Monday, November 13, 2017

Writing quizzes. Part I

Most of my freelance work for over a year now has been writing those stupid online Facebook quizzes. Although sometimes it can be enjoyable, in general, I hate it. Now, I could write personality quizzes, but I refuse to stoop to writing "What kind of pizza are you?" I would not be able to respect myself in the morning if I did. I like to think my knowledge quizzes are educational, challenging, and fun, but I must admit my employer (whom will remain anonymous) is new and not the greatest.

Over the next few weeks, I am going to share my experiences. When I first started writing, it was relatively easy. I would write the quiz in a Word document and submit it to my employer. I was paid well per quiz, there was a list of hundreds of topics to choose from, and I could ask obscure questions that made writing the quizzes easier (but taking them very difficult). My only complaint was that most of the quizzes were based on old television shows that could be difficult to find. (And since I am probably one of the few complaining eternal optimists that are in existence for me to find little to complain about says a lot.)

Within a month, there was a change. No additional pay was offered, but we were required to enter the quizzes into the generator ourselves. This was distasteful to me on several levels. First, I found out who I was working for and they had a checkered past- mostly fraught with building websites that contained an overabundance of advertising. But unlike Sporcle (where the quizzes are created by users and not paid for but excessive advertising still exists), they at least paid the content creators for their work. Don't get me wrong, I like Sporcle and have a free account on it, and I will some day create quizzes for them (when I don't feel it will be a conflict of interest), but they have a ton of ads now (as opposed to when I first started taking quizzes there) and the people making the quizzes don't get paid to the best of my knowledge. A little targeted advertising, okay, a ton-bad form in my opinion. 

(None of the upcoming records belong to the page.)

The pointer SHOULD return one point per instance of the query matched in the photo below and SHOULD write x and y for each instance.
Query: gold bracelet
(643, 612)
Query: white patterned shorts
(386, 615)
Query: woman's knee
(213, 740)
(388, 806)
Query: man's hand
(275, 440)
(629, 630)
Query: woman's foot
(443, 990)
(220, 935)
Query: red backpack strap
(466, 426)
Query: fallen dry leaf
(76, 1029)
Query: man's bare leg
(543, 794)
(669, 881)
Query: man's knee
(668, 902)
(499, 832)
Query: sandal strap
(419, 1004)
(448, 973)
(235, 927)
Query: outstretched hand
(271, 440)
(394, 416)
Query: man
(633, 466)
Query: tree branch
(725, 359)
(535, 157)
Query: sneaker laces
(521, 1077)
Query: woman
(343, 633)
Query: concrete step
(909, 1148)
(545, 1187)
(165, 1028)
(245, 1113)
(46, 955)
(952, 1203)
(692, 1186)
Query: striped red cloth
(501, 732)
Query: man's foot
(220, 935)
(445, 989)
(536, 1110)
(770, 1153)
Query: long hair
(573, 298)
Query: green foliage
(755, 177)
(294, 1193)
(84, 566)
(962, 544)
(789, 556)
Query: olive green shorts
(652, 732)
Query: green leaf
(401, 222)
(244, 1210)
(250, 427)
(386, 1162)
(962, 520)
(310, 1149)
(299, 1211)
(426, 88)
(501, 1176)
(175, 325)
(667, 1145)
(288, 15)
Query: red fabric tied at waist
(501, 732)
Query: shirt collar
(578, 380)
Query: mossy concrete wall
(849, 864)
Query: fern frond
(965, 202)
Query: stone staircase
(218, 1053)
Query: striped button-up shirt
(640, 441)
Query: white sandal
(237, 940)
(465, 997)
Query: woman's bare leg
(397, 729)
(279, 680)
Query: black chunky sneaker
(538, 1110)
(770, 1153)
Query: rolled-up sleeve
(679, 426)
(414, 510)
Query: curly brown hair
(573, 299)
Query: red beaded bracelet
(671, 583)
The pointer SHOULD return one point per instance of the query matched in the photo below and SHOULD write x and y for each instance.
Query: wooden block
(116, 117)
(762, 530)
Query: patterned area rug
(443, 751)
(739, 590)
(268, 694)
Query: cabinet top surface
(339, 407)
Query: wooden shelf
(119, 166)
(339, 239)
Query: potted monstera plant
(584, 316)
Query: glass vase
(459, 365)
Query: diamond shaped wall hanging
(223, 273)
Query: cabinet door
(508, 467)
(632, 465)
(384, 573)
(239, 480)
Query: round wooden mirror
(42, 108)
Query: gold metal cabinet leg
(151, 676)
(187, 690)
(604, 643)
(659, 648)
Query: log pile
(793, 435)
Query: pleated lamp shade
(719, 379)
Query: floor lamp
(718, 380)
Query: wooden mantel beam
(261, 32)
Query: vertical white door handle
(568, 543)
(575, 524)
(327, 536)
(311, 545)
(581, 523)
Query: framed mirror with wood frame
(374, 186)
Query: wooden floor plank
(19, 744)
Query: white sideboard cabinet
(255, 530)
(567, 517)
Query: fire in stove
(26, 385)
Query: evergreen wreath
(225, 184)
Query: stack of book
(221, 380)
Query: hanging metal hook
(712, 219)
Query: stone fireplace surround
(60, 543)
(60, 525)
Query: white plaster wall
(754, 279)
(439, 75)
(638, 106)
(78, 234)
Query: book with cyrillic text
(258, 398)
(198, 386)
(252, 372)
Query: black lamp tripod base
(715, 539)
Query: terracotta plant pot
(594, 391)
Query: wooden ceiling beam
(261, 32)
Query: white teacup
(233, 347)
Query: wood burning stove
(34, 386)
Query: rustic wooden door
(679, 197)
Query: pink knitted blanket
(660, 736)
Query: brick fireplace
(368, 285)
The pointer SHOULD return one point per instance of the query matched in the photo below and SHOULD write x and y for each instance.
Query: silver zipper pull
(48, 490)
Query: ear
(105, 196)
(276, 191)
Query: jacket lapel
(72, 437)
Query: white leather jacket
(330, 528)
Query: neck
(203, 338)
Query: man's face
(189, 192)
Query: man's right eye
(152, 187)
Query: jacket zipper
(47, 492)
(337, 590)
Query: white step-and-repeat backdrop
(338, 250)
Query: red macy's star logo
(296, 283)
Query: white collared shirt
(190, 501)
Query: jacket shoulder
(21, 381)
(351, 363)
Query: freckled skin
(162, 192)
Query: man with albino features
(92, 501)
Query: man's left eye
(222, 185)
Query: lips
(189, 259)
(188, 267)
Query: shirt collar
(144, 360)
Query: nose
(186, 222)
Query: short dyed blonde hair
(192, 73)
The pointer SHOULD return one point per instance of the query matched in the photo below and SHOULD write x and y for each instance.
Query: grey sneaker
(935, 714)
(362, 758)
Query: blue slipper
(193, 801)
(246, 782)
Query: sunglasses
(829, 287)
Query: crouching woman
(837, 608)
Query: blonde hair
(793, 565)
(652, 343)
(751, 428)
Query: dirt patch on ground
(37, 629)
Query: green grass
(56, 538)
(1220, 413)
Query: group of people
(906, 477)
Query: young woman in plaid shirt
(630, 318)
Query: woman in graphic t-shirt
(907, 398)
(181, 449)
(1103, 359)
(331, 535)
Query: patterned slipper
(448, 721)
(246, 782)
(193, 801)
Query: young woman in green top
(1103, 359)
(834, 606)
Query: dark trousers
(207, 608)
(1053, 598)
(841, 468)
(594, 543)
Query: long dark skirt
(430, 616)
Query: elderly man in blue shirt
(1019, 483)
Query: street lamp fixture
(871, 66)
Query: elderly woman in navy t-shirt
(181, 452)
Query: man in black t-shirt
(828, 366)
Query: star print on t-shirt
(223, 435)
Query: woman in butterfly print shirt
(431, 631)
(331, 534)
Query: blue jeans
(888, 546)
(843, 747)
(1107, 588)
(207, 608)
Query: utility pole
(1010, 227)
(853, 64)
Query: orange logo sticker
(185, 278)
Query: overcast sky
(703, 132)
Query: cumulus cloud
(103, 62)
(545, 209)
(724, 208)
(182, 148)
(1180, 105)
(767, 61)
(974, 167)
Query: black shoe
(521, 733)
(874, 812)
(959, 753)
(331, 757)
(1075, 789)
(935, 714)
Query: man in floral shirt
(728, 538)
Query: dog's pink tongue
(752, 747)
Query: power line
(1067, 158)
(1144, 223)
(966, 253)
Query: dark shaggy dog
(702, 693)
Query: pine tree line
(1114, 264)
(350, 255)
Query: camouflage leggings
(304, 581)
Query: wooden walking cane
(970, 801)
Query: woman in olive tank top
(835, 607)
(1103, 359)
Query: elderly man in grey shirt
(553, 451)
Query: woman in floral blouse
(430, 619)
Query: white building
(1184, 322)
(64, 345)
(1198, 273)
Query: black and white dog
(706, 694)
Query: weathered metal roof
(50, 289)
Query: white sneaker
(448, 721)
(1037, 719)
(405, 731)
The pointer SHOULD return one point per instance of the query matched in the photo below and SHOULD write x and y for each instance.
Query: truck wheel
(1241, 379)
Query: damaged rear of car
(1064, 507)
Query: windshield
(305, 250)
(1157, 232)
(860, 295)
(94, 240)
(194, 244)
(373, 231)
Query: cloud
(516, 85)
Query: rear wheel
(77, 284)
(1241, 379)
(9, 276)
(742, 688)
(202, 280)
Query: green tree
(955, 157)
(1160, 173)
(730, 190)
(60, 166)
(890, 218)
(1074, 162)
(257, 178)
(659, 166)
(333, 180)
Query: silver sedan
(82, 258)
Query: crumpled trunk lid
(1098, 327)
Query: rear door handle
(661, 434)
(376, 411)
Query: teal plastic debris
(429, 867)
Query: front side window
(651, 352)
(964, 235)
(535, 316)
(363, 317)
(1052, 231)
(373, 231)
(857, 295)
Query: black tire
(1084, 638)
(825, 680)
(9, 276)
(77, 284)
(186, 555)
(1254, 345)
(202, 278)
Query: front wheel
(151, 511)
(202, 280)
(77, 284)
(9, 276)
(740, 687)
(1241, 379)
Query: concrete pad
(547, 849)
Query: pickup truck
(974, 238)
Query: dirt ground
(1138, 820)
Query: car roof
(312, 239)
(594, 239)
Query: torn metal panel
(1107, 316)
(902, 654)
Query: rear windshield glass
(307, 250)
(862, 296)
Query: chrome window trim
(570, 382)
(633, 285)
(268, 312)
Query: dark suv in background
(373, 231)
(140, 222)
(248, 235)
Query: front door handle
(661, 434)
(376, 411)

Anyway, I am working for a quiz website that has a horrible amount of advertising on it. So much that it can interfere with your ability to take the quiz. Why do marketers think this is helpful? It is easy to find in our online society today, but it is not going to improve your sales. First, I think most people are exposed to so much advertising that they are becoming numb to it. Second, most of the advertising is driving by cookies that tell you where I have been. That means if I just bought a Peppa pig playset, I am going to be seeing a ton of ads for one. How silly is that? Do I really need more than one Peppa Pig playsets? No. And I most certainly am not going to encourage my daughter to have more than one either. Lesson: if you are building a website to advertise your book or your whatever, don't overdo it. I think statistically, you should do about 10% of self-promotion and the rest should be interesting, useful content.